Dionysos Tiyatro Şenliği ve Eğitim Kampı, bir tiyatro şenliği ve kültür bayramı gibi düşünülmeli. Bir yandan, Manisa ve çevresinde sürdürülmekte olan tiyatro çalışmalarını her yıl topluca seyretme ve tanıtma imkânı sağlayan, diğer yandan tiyatroya heves eden gençler için profesyonellerle ve sanatçılarla tanışma ve iletişim kurma imkânı sağlayarak cazibe örneği oluşturan bir şenlik.
Öte yandan, tiyatrocuların birbirleriyle iletişimini, bilgi alışverişini yoğunlaştırması gibi pratik yararların ötesinde, bu günlerin önemli bir işlevi de, bölge insanlarının tiyatro yoluyla kültürel gelişimlerine hizmet etmesi, köy halkı içindeki sanat parıltılarını ortaya çıkarma, böylece yeni sanatçıların doğmasını sağlama ihtimalini taşıması.
Sadece bu yararları için bile, bu etkinlik gelecek yıllarda da devam ettirilmeli.

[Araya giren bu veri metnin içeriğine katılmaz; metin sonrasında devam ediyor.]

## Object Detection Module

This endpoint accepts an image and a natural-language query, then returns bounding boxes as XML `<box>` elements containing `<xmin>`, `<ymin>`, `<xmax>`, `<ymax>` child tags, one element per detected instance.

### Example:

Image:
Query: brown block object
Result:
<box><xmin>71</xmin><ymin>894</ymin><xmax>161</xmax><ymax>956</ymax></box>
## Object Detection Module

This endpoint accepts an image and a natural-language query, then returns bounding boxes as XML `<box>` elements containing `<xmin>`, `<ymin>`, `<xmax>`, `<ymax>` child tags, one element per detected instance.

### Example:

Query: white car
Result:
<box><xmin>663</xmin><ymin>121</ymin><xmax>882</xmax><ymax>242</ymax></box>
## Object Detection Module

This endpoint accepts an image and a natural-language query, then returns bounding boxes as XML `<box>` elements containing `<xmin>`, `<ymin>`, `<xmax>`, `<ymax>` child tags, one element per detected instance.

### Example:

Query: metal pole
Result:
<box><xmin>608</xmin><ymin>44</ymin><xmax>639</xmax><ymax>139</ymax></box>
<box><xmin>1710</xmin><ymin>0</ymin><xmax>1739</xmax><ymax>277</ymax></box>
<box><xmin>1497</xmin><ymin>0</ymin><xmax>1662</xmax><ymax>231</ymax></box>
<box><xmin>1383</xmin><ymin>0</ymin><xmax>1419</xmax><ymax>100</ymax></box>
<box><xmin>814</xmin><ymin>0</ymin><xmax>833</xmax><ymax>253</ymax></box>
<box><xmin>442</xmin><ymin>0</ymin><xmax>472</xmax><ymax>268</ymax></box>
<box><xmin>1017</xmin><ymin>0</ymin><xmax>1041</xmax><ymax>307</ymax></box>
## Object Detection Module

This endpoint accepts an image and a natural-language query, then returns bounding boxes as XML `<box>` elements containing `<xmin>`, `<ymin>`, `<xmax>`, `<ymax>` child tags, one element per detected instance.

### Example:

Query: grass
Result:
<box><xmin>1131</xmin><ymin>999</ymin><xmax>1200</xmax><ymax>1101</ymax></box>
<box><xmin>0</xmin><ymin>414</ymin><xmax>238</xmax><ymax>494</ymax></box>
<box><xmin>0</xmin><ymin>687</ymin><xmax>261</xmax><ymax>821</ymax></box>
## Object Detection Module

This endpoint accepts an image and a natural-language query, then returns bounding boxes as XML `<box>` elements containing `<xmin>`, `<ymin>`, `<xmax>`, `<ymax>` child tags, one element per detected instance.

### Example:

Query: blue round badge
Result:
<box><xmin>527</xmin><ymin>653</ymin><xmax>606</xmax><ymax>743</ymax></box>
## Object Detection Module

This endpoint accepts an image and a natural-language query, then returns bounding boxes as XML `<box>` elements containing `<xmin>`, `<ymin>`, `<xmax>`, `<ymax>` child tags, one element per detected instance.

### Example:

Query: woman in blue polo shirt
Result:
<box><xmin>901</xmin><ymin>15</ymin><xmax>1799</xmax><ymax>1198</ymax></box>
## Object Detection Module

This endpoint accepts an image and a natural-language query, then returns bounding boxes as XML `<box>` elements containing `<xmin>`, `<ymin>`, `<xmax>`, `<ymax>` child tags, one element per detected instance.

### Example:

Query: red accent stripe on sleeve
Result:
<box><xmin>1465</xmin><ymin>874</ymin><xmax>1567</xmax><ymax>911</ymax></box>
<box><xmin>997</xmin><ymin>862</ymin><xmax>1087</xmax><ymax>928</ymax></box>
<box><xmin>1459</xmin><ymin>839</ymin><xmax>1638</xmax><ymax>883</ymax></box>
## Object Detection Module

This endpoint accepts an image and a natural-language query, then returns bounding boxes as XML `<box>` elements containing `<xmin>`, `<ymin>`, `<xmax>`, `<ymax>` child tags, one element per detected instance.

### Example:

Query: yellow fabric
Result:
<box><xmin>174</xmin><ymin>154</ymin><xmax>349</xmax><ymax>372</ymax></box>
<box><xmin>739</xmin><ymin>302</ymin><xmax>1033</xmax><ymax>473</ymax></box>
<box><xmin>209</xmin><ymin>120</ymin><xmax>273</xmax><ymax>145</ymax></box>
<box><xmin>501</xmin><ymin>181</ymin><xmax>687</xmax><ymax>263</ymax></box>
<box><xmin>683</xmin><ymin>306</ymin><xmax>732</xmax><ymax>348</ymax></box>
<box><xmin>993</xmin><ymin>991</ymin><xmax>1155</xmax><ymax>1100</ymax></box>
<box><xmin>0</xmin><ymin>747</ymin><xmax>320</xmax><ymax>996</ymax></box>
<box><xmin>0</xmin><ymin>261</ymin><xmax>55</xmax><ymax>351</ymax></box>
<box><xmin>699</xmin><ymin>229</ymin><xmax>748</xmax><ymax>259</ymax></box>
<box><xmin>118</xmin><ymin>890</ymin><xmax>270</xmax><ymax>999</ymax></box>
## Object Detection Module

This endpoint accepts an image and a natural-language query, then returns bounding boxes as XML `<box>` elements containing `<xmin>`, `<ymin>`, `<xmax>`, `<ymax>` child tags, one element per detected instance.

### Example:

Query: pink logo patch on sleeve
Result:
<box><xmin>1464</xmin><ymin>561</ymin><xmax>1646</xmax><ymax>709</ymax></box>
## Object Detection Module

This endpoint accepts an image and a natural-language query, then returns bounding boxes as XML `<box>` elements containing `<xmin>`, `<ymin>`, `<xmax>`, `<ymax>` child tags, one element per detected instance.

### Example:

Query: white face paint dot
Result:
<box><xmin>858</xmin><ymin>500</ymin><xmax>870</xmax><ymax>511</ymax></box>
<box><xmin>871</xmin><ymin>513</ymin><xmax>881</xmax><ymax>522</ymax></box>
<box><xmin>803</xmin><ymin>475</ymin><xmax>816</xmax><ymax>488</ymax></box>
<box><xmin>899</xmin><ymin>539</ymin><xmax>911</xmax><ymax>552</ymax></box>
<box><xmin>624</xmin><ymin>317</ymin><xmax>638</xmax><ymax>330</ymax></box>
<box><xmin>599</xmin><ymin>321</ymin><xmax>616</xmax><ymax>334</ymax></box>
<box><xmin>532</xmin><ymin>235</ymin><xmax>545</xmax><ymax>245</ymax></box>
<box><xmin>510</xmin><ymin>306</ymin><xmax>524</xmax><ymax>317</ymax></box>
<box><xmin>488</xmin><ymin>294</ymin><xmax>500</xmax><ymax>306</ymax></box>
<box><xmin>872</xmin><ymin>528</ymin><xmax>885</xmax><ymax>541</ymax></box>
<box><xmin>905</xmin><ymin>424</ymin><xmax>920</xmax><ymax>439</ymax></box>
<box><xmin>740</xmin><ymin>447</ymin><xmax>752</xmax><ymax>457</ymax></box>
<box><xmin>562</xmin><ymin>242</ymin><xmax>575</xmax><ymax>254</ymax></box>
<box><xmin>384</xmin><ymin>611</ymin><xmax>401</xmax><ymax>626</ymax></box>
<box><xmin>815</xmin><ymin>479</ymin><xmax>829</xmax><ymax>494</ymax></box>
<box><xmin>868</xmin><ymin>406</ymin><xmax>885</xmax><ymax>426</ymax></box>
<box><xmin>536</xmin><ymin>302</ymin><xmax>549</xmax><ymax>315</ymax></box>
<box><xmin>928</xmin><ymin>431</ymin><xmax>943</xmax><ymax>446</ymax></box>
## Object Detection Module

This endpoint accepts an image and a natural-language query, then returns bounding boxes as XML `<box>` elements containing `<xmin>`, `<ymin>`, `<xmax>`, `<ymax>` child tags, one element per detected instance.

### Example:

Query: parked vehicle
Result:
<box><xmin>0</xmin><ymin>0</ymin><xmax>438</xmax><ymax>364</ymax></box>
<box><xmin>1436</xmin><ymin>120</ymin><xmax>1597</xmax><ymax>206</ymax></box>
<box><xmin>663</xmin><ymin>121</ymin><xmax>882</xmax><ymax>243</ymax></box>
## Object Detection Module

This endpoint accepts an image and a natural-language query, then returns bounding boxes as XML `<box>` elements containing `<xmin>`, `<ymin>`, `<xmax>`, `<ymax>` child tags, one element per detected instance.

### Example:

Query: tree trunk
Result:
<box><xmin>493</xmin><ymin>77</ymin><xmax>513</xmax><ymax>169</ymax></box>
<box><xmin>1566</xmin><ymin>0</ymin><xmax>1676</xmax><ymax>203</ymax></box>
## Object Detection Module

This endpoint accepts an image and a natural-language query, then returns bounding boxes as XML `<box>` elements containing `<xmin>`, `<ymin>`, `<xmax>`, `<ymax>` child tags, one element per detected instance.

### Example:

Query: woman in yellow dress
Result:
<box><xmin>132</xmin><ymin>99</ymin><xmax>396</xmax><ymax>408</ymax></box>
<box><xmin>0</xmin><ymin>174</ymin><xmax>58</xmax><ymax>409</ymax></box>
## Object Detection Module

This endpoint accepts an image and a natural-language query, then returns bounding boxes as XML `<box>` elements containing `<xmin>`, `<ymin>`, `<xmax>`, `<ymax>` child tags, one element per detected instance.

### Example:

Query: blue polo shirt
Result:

Bu etkinliği düşünen, planlayan ve her safhada hayata geçirilmesine öncülük eden, başta Dr. Rasim Aşın ve etrafındaki gönüllü ekibi her türlü takdiri hak ediyor. Giriştikleri hareket, güçlerinin kat be kat üstünde olsa da öylesine azimleri var ki, hayran olmamak kabil değil…
Yolları açık olsun.
Öğretim Üyesi, yönetmen, meddah Rasim Aşın, Sart köyünde Nahçıvan Devlet Tiyatrosu oyuncularıyla.